Default HA and DR scenario#

VOSS Automate supports using off-the-shelf VMware tools.

High Availability is implemented using VMware HA clusters, with data accessed via a central storage facility (SAN). VMware monitors the primary server, and should it fail, another instance of the VM is automatically started on a different hardware instance. Since data is shared on the SAN, the new HA instance will have access to the full dataset.

Disaster Recovery is implemented by streaming data updates to a separate DR instance that remains powered on. If the primary server fails, the DR instance can take over operation. The switch-over to DR instance is scripted, but must be invoked manually.

During a HA failover, the HA instance assumes the primary IP address, and no reconfiguration of other UC elements is required. However, in the case of a DR failover, interaction with other UC elements should be considered.

DNS can be used effectively to provide hostname abstraction of underlying IP addresses. In such a case, a DNS update will allow existing UC elements to seamlessly interact with the new DR instance.
If DNS is not available, and the UC elements cannot be configured with the IP address of the DR instance, it is necessary for the DR instance to assume the primary IP address. In such a case, the DR and the primary IP addresses can be swapped using the CLI interface. Standard networking practices should be employed to ensure that the IP address is correctly routed, e.g. Stretched layer-2 vLAN, and ensuring that the Primary and DR instances are not operated with the same IP address.
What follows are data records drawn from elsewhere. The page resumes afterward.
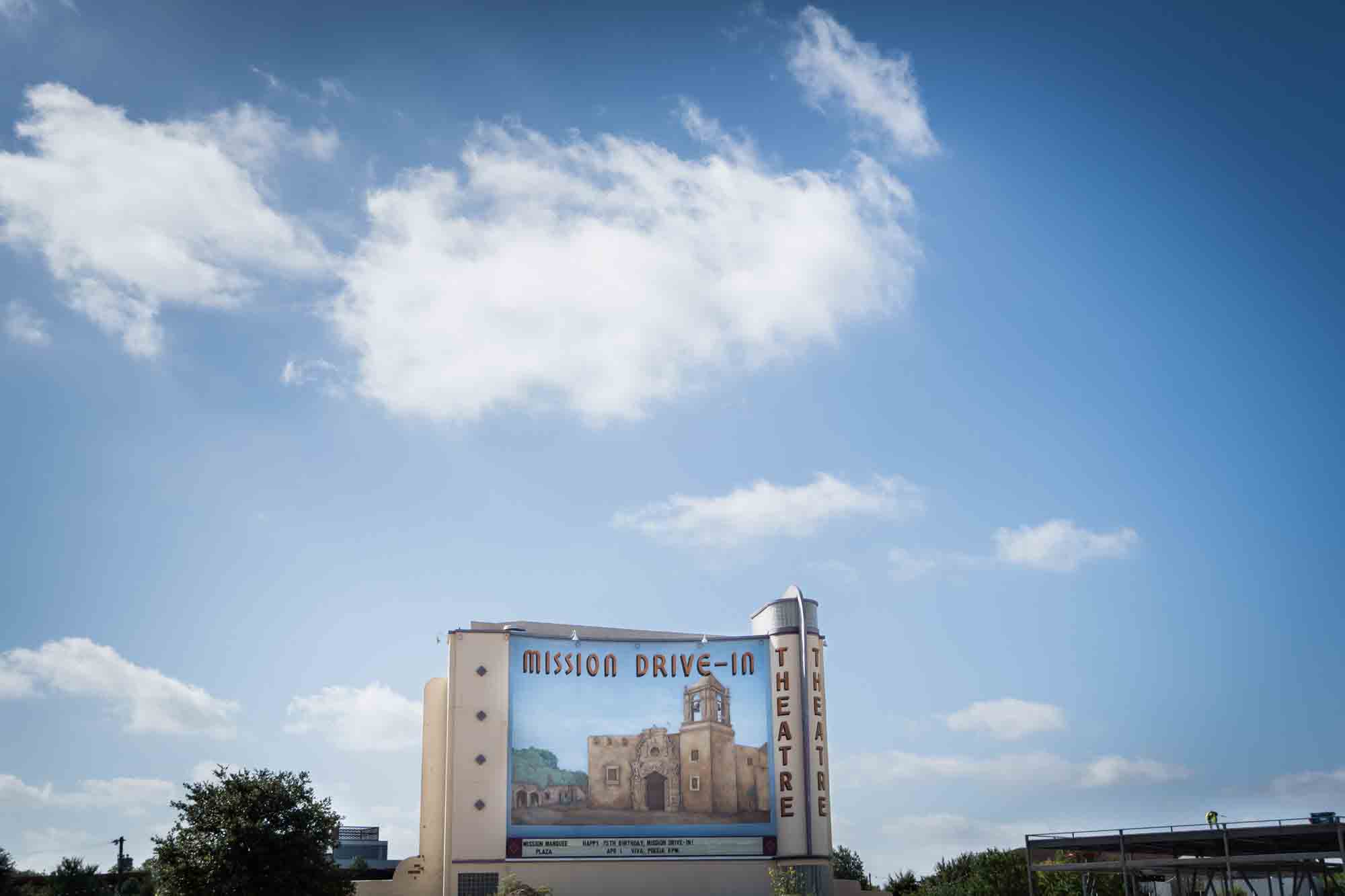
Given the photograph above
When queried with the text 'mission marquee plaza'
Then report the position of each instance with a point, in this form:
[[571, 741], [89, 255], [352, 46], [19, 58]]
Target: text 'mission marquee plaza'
[[609, 760]]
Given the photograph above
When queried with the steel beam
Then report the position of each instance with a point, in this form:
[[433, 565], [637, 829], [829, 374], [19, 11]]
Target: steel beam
[[1215, 861]]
The following failure points should be considered:

Since the HA instance is started automatically if the primary instance fails, a slight interruption in service is expected, including VMware polling latency in determining that the primary server has failed, and the startup delay of the HA instance. This delay is around 3 minutes
If data is corrupted on the SAN, the HA instance will start with the same corrupt code and data instances
Since VMware is checking only for VM liveness, it is not able to check that the primary instance is functionally active.
Data updates are transported to the DR instance. If data updates cannot be shipped by the primary instance, SNMP traps are generated informing administration of the problem. However, if this is not fixed timeously, it is possible for the DR instance to become out of sync. These delays could result in data loss between the primary and DR instances. Database updates are scheduled every 3 minutes and/or 16MB.
There are certain manual steps that are required to bring the DR instance online. These steps are documented in the Platform Guide.